I did quick test on the same bookmarks to test performance of 9.4beta2 and 9.4beta2+patch
The query was the same we used in pgcon presentation: SELECT count(*) FROM jb WHERE jb @> '{"tags":[{"term":"NYC"}]}'::jsonb;
table size | time (ms)
9.4beta2: 1374 Mb | 1160
9.4beta2+patch: 1373 Mb | 1213
Yes, performance degrades, but not much. There is also small win in table size, but bookmarks are not big, so it's difficult to say about compression.
Oleg
On Thu, Aug 14, 2014 at 9:57 PM, Tom Lane <tgl@sss.pgh.pa.us> wrote:
Bruce Momjian <bruce@momjian.us> writes: > On Thu, Aug 14, 2014 at 12:22:46PM -0400, Tom Lane wrote:
>> This gets back to the problem of what test case are we going to consider >> while debating what solution to adopt.
> Uh, we just one need one 12k JSON document from somewhere. Clearly this > is something we can easily get.
I would put little faith in a single document as being representative.
To try to get some statistics about a real-world case, I looked at the delicio.us dataset that someone posted awhile back (1252973 JSON docs). These have a minimum length (in text representation) of 604 bytes and a maximum length of 5949 bytes, which means that they aren't going to tell us all that much about large JSON docs, but this is better than no data at all.

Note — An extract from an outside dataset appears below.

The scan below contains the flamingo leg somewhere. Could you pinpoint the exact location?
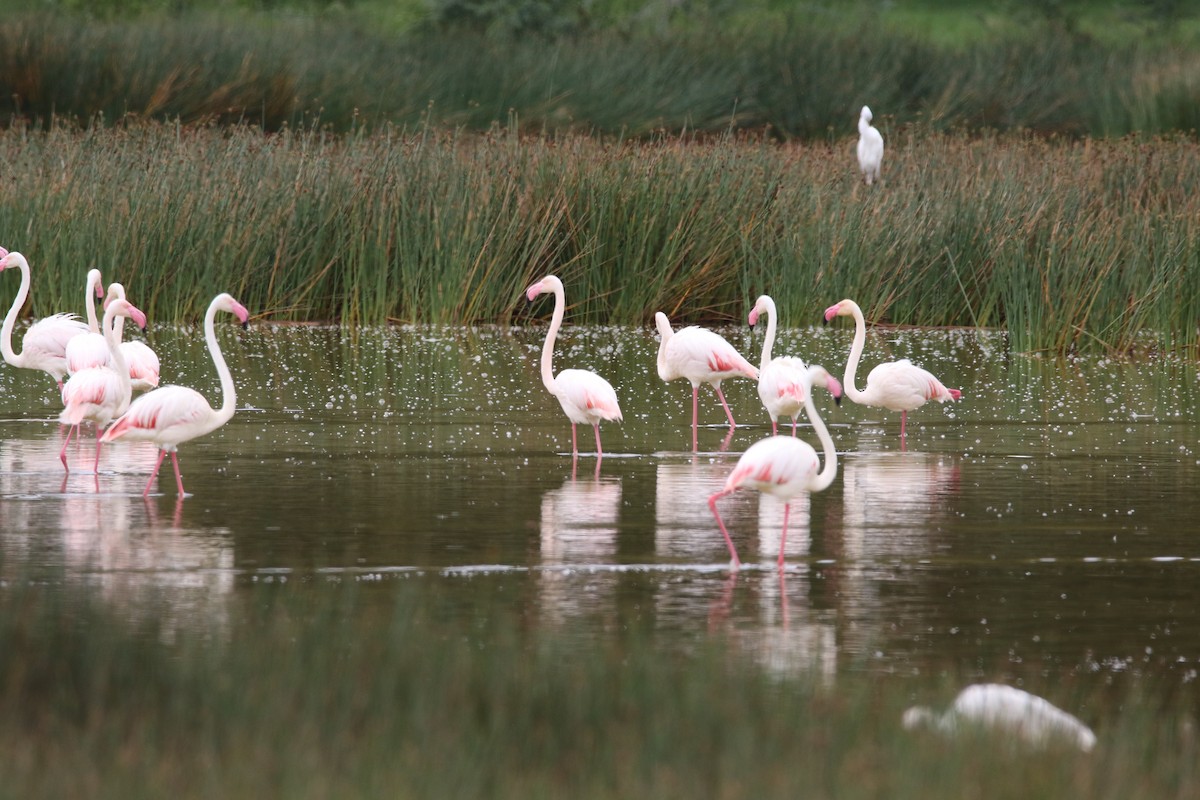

Since documents of only a couple hundred bytes aren't going to be subject to compression, I made a table of four columns each containing the same JSON data, so that each row would be long enough to force the toast logic to try to do something. (Note that none of these documents are anywhere near big enough to hit the refuses-to-compress problem.) Given that, I get the following statistics for pg_column_size():
min max avg
JSON (text) representation 382 1155 526.5
HEAD's JSONB representation 493 1485 695.1
all-lengths representation 440 1257 615.3
So IOW, on this dataset the existing JSONB representation creates about 32% bloat compared to just storing the (compressed) user-visible text, and switching to all-lengths would about halve that penalty.
Maybe this is telling us it's not worth changing the representation, and we should just go do something about the first_success_by threshold and be done. I'm hesitant to draw such conclusions on the basis of a single use-case though, especially one that doesn't really have that much use for compression in the first place. Do we have other JSON corpuses to look at?